The Comparative Government teacher Jonathan Peacock said he felt bringing in Tyshchenko would provide a valuable opportunity to students to hear a first hand perspective from a citizen of one of the studied countries.

“There is only so much you can get from a textbook, get a deeper more meaningful understanding this way,” said Peacock.

Tyshchenko began the meeting by briefly describing his experiences growing up and presented multiple photos documenting this growth. Born in 1978, Tyshchenko lived under both communist rule in the Soviet Union and the newly democratic Russian Federation after the union dissolved in 1991.

Tyshchenko addressed the rigidity of life in the Soviet Union with his grandfather having to join the Communist Party in order to better himself in society.

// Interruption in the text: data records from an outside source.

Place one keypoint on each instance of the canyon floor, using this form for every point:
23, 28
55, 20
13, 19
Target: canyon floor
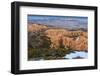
49, 42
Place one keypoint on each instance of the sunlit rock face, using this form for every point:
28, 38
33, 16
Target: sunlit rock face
76, 40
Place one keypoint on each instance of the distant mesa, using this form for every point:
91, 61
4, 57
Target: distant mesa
77, 39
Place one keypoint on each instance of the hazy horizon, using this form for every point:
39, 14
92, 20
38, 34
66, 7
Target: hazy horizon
59, 21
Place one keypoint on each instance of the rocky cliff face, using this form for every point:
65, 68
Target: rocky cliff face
76, 40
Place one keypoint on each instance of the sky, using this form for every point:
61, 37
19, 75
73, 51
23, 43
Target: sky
60, 21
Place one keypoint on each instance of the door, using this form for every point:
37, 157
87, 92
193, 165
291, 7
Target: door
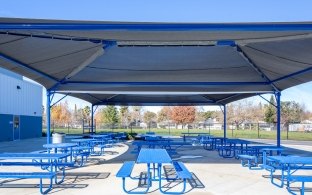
16, 127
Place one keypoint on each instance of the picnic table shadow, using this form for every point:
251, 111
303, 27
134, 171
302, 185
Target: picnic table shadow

However, he also spoke of the disarray left in the wake of the Union’s collapse with corruption running rampant through the country.

After Tyshchenko finished the biographical portion of the meeting, the floor was opened up for student questions about any more specific experiences of his or opinions on current Russian politics.

The conversation naturally steered to the current Russian president Vladimir Putin as students just learned about his tenure in their Comparative Government class as well as his name frequently gracing news headlines. Tyshchenko expressing concern over his increasingly authoritarian nature, but recognizing the widespread support Putin still retains throughout the country.

Tyshchenko still has a large number of relatives and friends in Russia and explained he travels there roughly once every two years to reconnect with them. He immediately pointed to his separated family when asked what he missed most about living in Russia

Mikayla Penman was one of the students there to listen to Tyshchenko and ask questions. She said of the experience, “It was really fascinating, his perspective was so much more informative and interesting.”

The brief discussion provided students with both an opportunity to interact with the curriculum in a more engaging manner as well as hear the interesting insights of a typically quite reserved man.